No caso da doença de Parkinson, por exemplo, é citada a deficiência
de dopamina em áreas cerebrais relacionadas com o movimento voluntário.
Assim
como nos jogos de azar, no quais o jogador não sabe se vai ganhar
ou perder na roleta, por exemplo, os estudiosos de Cambridge utilizaram
macacos para verificar suas reações frente recompensas ("ganhar")
, a falta delas e a incerteza se viriam ou não ("perder").
O estado de excitação mental dos macacos na expectativa de recompensas
assemelha-se ao estado subjacente ao jogador compulsivo, verificado
através dos níveis de dopamina apresentados. Para os pesquisadores
(2003, p. ), o comportamento de jogar é definido pela incerteza
de recompensa e prevalece em muitas culturas. Os animais apresentam
um comportamento potencialmente relacionado, preferindo a variável
a programas de recompensa fixos.
A
compulsão por jogos de azar vem sendo explicada como uma tentativa
de lidar com os distresses da vida cotidiana, e também pode se
dar por uma substância como comida, cigarro, álcool, drogas, medicamentos,
compras ou sexo, na tentativa de aliviar tensões e ansiedades.
Quando a compulsão torna-se irresistível, é considerada um vício.
Segundo os especialistas, o vício de jogar apostando dinheiro
atinge entre 1 a 4% da população mundial, índice considerado alto
e preocupante. Dos jogadores considerados patológicos, ¾ são homens
e ¼ são mulheres, que se viciam mais rapidamente do que os homens
e preferem o bingo, enquanto os homens preferem as corridas de
cavalo e carteado. Em alguns casos, o problema pode começar na
adolescência ou mesmo na velhice, mas a grande maioria das pessoas
que iniciam a compulsão têm a média de idade entre 38 e 46 anos.

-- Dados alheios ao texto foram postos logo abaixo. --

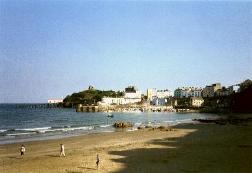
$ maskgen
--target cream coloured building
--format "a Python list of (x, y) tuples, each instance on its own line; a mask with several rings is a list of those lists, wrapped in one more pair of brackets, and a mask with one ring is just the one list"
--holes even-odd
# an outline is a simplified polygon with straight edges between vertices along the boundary
[(204, 99), (202, 97), (191, 97), (190, 102), (192, 107), (201, 107)]

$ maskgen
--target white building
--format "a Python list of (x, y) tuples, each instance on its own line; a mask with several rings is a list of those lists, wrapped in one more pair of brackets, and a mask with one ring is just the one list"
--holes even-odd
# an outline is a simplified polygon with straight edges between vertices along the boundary
[(191, 97), (190, 101), (192, 107), (201, 107), (204, 103), (204, 99), (202, 97)]
[(63, 99), (48, 99), (47, 103), (63, 103)]
[(168, 98), (172, 96), (172, 92), (168, 89), (157, 90), (157, 98)]
[(155, 98), (168, 98), (172, 96), (172, 92), (168, 89), (157, 90), (156, 88), (147, 89), (147, 99), (152, 101)]
[(123, 105), (123, 104), (133, 104), (137, 102), (141, 102), (141, 91), (139, 91), (135, 86), (129, 86), (125, 88), (124, 97), (120, 98), (112, 98), (112, 97), (104, 97), (102, 101), (99, 102), (100, 105)]
[(182, 87), (174, 91), (176, 98), (201, 97), (202, 89), (197, 87)]

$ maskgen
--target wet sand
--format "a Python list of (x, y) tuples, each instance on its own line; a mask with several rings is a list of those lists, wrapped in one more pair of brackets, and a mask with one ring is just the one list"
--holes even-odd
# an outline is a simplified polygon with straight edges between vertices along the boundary
[[(59, 157), (60, 143), (66, 157)], [(1, 173), (252, 172), (252, 123), (90, 134), (0, 145)], [(100, 165), (96, 168), (96, 154)]]

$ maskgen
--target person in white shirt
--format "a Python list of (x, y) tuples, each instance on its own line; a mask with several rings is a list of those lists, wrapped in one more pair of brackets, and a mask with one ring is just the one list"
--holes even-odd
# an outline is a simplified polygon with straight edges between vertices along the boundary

O aumento do jogo patológico ocorre quando as pessoas têm acesso
aos jogos de azar: o jogador patológico está sempre envolvido
em apostas em dinheiro e não em simples divertimentos como videogame,
xadrez ou dama. Ainda não existe tratamento medicamentoso para
combater a compulsão.
Da
mesma forma que os jogadores compulsivos, os macacos utilizados
na pesquisa não sabiam quando iriam e se iriam receber recompensas,
o que caracteriza a base do procedimento como o mesmo utilizado
no final do século XIX e início do século XX pelo fisiologista
russo Ivan Pavlov (1849-1936) que, ao estudar a fisiologia do
sistema gastrointestinal, fez uma das grandes descobertas científicas
da atualidade: o reflexo condicionado. Pavlov inaugurou a psicologia
científica e uniu-a à neurofisiologia, tendo recebido o prêmio
Nobel em 1904.
Sua
experiência clássica é a que utiliza o cão, a campainha e a salivação
à vista de um pedaço de carne. Apresentando-se um pedaço de carne
ao cão, sua visão e olfação provocam salivação no animal. Acrescentando-se
um estímulo sonoro e em seguida mostrando-lhe o pedaço de carne,
dando-a ao cão, fazendo isso repetidas vezes, depois de certo
número de vezes o simples tocar da campainha provoca-lhe salivação.
A campainha torna-se sinal de que a carne virá depois. Um estímulo
sonoro passou a provocar modificações digestivas, e Pavlov e seus
seguidores perceberam que o condicionamento era muito poderoso
no sentido de alterar funções orgânicas, abrindo um enorme campo
de estudos.
Através
do que ficou conhecido com a Teoria Pavloviana da Atividade
Nervosa Superior, Pavlov e seus ajudantes são considerados
como os primeiros pesquisadores a integrar os estudos da psicologia
do aprendizado com a análise experimental da função cerebral.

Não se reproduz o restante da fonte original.